There are Percy Ingle's all over the place, including at the top of the High Street, as this is a chain established in 1954 which has quietly become a giant. This one has got a good position situated on the corner of the High Street with Mission Grove, at a spot where there should be room to breathe and take stock on busy market days. Unfortunately, the business's attitude to its fellow pavement users has not been helping us all do this.
The sign sticking out into the street is a white tea pot on a green background, simply saying 'Teas'.(I wish there were more of these type of signs on the High Street to help people see how far they have gone on Market days and make temporary meeting points when they are out with friends who keep wandering off).

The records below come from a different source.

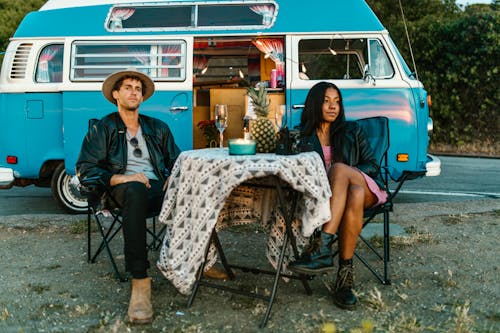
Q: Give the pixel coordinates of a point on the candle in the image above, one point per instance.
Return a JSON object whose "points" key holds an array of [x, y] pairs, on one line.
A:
{"points": [[242, 147]]}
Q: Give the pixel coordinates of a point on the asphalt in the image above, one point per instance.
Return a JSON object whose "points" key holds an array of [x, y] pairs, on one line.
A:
{"points": [[403, 213]]}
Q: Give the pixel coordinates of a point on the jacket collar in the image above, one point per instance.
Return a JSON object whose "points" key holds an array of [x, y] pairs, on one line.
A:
{"points": [[145, 127]]}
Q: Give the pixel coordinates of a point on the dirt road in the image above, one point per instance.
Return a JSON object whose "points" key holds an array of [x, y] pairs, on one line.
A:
{"points": [[445, 276]]}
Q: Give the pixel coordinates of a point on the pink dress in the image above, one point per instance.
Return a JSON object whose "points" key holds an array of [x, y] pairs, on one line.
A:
{"points": [[372, 185]]}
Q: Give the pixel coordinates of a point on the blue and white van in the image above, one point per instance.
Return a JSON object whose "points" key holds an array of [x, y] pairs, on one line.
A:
{"points": [[199, 53]]}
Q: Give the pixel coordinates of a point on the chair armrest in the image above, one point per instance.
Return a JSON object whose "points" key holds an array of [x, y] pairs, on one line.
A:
{"points": [[92, 187]]}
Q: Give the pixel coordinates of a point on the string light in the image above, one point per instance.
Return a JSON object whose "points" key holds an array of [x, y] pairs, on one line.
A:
{"points": [[303, 68]]}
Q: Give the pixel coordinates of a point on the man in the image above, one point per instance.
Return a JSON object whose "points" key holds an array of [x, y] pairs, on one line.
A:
{"points": [[133, 155]]}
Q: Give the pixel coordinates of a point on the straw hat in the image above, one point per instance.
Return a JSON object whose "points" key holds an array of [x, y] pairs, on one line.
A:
{"points": [[109, 83]]}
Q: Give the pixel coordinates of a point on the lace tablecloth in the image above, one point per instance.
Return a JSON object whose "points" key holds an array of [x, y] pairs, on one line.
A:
{"points": [[202, 180]]}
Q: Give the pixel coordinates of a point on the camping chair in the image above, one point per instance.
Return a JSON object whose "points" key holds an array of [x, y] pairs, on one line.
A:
{"points": [[101, 205], [376, 130]]}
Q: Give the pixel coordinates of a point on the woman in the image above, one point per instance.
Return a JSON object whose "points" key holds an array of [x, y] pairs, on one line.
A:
{"points": [[354, 179]]}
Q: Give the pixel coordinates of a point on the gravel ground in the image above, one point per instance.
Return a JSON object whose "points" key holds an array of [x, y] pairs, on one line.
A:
{"points": [[444, 271]]}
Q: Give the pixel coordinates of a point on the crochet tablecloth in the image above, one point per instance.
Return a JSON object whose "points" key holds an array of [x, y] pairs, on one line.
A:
{"points": [[201, 181]]}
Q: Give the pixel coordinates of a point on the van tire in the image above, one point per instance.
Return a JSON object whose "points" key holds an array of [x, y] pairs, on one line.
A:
{"points": [[67, 195]]}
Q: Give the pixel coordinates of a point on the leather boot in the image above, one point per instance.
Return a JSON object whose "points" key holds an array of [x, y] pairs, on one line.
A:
{"points": [[140, 310], [318, 259], [343, 295]]}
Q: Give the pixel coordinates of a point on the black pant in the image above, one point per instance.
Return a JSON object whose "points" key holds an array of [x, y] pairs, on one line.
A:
{"points": [[137, 202]]}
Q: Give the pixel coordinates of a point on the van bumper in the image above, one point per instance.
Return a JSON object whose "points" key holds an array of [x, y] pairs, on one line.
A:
{"points": [[433, 166], [6, 178]]}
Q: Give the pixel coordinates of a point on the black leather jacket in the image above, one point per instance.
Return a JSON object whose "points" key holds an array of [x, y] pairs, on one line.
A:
{"points": [[104, 149], [357, 151]]}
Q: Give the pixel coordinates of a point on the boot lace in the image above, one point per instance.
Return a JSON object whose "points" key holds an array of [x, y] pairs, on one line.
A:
{"points": [[345, 278]]}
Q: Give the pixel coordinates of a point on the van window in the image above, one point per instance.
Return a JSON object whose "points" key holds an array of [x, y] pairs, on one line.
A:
{"points": [[341, 59], [49, 64], [380, 66], [236, 15], [94, 61]]}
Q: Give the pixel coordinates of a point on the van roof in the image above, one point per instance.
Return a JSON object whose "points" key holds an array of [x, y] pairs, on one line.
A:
{"points": [[57, 18]]}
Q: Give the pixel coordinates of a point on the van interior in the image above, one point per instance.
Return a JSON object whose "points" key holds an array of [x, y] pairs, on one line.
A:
{"points": [[222, 69]]}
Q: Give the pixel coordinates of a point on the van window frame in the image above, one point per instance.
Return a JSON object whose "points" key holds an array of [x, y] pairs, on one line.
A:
{"points": [[152, 69], [114, 23], [363, 56], [57, 62]]}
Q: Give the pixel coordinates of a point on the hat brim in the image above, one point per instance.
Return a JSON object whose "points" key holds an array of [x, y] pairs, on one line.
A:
{"points": [[110, 81]]}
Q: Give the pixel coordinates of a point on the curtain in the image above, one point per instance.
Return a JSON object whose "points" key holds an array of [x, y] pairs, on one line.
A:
{"points": [[48, 53], [199, 62], [267, 12], [272, 48], [118, 15], [171, 55]]}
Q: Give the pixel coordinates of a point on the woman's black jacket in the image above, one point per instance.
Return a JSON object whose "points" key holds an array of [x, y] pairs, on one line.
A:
{"points": [[357, 151], [104, 149]]}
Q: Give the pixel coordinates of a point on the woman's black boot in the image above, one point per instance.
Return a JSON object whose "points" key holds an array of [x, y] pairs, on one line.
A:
{"points": [[343, 295], [318, 259]]}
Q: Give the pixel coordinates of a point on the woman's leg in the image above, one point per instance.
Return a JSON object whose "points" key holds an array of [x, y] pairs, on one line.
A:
{"points": [[346, 183], [350, 197]]}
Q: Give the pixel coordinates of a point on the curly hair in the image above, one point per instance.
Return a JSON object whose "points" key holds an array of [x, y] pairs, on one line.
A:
{"points": [[312, 118]]}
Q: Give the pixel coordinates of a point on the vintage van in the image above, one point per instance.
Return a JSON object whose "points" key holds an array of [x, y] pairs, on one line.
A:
{"points": [[199, 53]]}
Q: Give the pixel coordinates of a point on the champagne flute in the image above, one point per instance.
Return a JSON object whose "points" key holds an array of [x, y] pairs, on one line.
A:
{"points": [[221, 120]]}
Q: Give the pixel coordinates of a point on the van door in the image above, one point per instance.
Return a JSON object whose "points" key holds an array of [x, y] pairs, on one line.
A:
{"points": [[168, 61]]}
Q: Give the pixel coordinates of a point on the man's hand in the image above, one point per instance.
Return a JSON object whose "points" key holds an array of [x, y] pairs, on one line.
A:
{"points": [[165, 186], [136, 177]]}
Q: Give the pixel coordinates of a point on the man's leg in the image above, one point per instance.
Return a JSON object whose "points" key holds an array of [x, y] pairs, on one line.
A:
{"points": [[136, 201]]}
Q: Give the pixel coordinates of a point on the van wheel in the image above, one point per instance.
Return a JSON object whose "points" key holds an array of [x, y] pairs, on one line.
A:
{"points": [[66, 194]]}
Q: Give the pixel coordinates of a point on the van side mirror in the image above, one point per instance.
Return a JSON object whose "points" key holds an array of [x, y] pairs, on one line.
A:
{"points": [[367, 76]]}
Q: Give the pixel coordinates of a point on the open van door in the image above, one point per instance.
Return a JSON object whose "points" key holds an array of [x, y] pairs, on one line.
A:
{"points": [[168, 61]]}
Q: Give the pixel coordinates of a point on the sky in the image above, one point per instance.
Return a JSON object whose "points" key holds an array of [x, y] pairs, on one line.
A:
{"points": [[470, 2]]}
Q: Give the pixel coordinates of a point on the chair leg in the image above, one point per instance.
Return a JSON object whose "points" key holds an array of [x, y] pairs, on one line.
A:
{"points": [[276, 281], [387, 280], [106, 238], [89, 234]]}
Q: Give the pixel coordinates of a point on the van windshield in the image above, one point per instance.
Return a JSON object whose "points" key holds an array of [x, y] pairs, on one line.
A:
{"points": [[162, 61], [342, 59], [210, 15]]}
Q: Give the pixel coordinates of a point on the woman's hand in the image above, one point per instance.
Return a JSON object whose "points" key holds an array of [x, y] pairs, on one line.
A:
{"points": [[136, 177]]}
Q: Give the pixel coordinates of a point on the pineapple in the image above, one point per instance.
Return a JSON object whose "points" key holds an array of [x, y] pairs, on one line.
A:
{"points": [[262, 129]]}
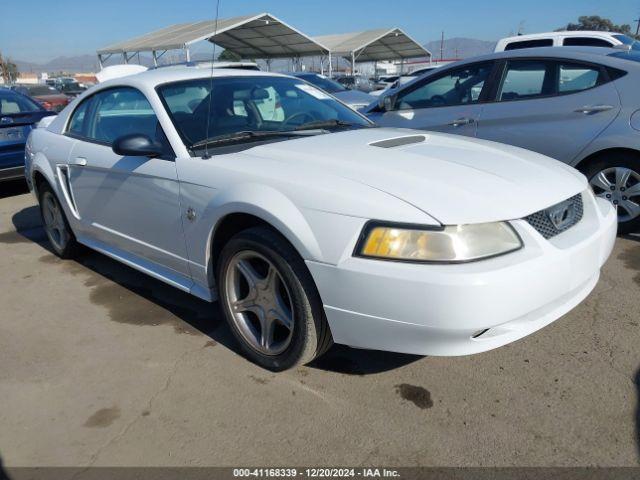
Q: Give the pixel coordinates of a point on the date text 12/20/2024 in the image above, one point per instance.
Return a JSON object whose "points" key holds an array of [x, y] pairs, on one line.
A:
{"points": [[316, 472]]}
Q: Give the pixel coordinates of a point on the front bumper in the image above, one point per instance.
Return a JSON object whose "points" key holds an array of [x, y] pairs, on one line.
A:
{"points": [[438, 309]]}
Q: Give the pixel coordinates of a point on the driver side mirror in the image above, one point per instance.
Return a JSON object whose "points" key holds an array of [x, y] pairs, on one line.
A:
{"points": [[137, 145], [387, 102]]}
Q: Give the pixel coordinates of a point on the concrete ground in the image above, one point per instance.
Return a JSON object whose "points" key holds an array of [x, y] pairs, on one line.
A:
{"points": [[101, 365]]}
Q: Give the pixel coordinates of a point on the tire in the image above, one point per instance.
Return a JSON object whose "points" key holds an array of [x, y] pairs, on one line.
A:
{"points": [[610, 166], [260, 273], [55, 224]]}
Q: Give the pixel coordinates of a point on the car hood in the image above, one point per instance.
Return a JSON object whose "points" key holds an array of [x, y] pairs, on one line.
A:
{"points": [[454, 179], [355, 97], [56, 97]]}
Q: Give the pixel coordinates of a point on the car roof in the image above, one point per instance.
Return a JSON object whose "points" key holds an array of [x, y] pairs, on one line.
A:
{"points": [[593, 54], [561, 33], [153, 78]]}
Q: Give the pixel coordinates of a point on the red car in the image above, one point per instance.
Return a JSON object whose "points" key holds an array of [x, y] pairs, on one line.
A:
{"points": [[50, 98]]}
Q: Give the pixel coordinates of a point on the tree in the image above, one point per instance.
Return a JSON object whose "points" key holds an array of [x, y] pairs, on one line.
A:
{"points": [[8, 70], [229, 56], [595, 22]]}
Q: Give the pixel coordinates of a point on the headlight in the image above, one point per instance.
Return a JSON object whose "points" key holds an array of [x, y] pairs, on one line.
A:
{"points": [[450, 244]]}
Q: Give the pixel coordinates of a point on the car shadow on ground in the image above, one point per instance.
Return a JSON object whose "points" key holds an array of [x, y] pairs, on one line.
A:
{"points": [[634, 237], [636, 380], [147, 301], [13, 188]]}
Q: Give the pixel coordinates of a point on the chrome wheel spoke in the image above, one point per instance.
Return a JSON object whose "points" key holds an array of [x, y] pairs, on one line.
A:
{"points": [[622, 176], [247, 304], [601, 181], [249, 273], [633, 191], [260, 306], [267, 326]]}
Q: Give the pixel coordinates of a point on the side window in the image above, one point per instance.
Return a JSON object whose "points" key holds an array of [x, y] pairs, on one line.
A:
{"points": [[586, 42], [460, 87], [543, 42], [121, 111], [526, 79], [77, 122], [575, 77]]}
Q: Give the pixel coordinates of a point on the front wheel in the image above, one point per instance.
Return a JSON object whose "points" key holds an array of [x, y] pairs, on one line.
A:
{"points": [[55, 224], [616, 178], [270, 300]]}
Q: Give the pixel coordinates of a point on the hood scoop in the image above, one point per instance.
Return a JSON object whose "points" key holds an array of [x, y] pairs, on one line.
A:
{"points": [[399, 141]]}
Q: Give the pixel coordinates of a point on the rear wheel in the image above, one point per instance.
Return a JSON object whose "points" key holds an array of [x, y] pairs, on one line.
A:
{"points": [[55, 224], [616, 178], [270, 301]]}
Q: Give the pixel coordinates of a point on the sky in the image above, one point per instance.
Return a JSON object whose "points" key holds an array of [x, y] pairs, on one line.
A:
{"points": [[44, 29]]}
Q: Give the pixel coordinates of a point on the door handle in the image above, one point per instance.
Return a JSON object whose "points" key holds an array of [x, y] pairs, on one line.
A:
{"points": [[587, 109], [462, 121]]}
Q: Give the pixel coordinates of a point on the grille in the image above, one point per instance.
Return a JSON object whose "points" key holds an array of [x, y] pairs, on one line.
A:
{"points": [[542, 222]]}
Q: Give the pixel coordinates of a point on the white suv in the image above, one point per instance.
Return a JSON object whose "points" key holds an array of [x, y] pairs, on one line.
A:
{"points": [[568, 39]]}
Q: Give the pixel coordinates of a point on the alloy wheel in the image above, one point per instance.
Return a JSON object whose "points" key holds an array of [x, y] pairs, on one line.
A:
{"points": [[620, 186], [259, 302], [54, 224]]}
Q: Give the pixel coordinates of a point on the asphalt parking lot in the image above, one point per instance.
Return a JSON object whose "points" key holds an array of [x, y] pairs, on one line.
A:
{"points": [[101, 365]]}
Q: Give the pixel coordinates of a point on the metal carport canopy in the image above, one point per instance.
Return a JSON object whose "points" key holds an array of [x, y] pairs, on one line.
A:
{"points": [[253, 36], [373, 45]]}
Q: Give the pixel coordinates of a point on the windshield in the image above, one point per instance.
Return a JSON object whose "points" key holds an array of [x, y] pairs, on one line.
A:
{"points": [[42, 90], [243, 105], [324, 83], [626, 40], [13, 103], [633, 55]]}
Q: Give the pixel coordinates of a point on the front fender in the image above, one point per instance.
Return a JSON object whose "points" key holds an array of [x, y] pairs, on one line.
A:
{"points": [[281, 213], [264, 202]]}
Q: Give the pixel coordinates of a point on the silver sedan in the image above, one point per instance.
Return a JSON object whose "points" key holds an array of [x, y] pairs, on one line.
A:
{"points": [[577, 105]]}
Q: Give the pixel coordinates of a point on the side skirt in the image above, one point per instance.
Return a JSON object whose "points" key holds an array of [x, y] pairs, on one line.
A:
{"points": [[163, 274]]}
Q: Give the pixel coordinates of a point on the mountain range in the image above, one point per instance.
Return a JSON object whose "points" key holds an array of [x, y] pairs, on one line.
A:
{"points": [[453, 48]]}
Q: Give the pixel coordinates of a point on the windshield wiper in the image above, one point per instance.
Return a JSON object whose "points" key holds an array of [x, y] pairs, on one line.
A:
{"points": [[248, 136], [333, 123]]}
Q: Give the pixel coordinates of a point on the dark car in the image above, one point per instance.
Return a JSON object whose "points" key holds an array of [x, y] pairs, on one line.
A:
{"points": [[71, 89], [18, 115], [357, 82], [46, 95], [354, 98]]}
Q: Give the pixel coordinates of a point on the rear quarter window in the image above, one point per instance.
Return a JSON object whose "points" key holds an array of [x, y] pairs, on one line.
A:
{"points": [[543, 42]]}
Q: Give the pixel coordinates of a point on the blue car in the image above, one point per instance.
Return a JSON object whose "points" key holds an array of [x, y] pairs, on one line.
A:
{"points": [[18, 115]]}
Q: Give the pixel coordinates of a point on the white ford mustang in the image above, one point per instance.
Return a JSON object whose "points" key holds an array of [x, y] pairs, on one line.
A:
{"points": [[311, 225]]}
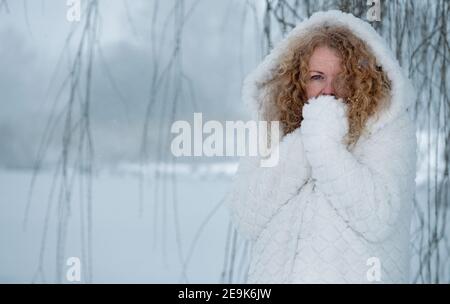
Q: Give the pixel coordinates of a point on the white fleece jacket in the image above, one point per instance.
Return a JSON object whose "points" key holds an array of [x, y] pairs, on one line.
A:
{"points": [[325, 214]]}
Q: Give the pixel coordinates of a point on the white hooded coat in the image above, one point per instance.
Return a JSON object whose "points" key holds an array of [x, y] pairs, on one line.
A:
{"points": [[326, 214]]}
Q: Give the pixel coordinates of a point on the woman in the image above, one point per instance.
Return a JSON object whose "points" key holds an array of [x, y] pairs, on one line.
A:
{"points": [[336, 208]]}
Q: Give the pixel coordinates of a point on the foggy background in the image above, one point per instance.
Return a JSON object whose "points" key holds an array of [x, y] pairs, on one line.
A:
{"points": [[86, 109]]}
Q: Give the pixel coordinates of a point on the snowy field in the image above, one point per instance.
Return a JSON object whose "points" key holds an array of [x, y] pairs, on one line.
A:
{"points": [[129, 248], [124, 248]]}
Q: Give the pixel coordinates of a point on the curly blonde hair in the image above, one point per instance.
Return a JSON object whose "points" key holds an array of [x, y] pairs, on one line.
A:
{"points": [[362, 84]]}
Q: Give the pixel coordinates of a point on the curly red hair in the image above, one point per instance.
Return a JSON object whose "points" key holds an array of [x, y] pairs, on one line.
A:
{"points": [[362, 84]]}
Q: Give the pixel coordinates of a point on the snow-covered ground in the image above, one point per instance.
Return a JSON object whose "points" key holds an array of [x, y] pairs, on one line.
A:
{"points": [[127, 248], [124, 249]]}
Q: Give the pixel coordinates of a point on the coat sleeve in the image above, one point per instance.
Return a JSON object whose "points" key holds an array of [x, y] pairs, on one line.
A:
{"points": [[368, 191], [258, 192]]}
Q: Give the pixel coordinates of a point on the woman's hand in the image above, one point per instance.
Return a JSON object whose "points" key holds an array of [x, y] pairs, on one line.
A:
{"points": [[324, 116]]}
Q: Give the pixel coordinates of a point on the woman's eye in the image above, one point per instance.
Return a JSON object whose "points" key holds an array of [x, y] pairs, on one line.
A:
{"points": [[316, 77]]}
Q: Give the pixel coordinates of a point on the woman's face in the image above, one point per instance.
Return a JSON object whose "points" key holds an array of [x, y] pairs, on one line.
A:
{"points": [[324, 66]]}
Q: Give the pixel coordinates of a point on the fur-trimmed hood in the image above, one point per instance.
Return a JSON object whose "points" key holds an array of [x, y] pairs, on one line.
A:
{"points": [[402, 94]]}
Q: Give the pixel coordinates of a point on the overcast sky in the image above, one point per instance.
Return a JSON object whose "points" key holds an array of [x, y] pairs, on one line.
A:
{"points": [[219, 47]]}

It is a self-service sit-in establishment as well as a baker. A cup of tea is 70p. Standard coffee is 99p, a cappuchino or a latte is one pound twenty five. They sell a similar range of cakes as at Greggs, but one can sit down to eat them with a beverage and rest weary feet. Jam doughnuts are 3 for one pound forty or 50p each, panini, which is for sale now at Cafe Azrou, Euphoria, Queen's Cafe and Bar Rendezvous retails at two pounds sixty for a roast vegetable one or tuna melt. Their cornish pasty, a 'new improved recipe' at one pound twenty five is 50p cheaper than at Greggs. Two can be had for two pounds thirty. The unsliced bread is not as good value as at the Turkish shop, but they will slice it for you in-store on request. Their closest serious rival as a baker, particularly for cakes, is Sainsbury's, though the recently opened Goldring's Bakery will no doubt also be hoping to compete.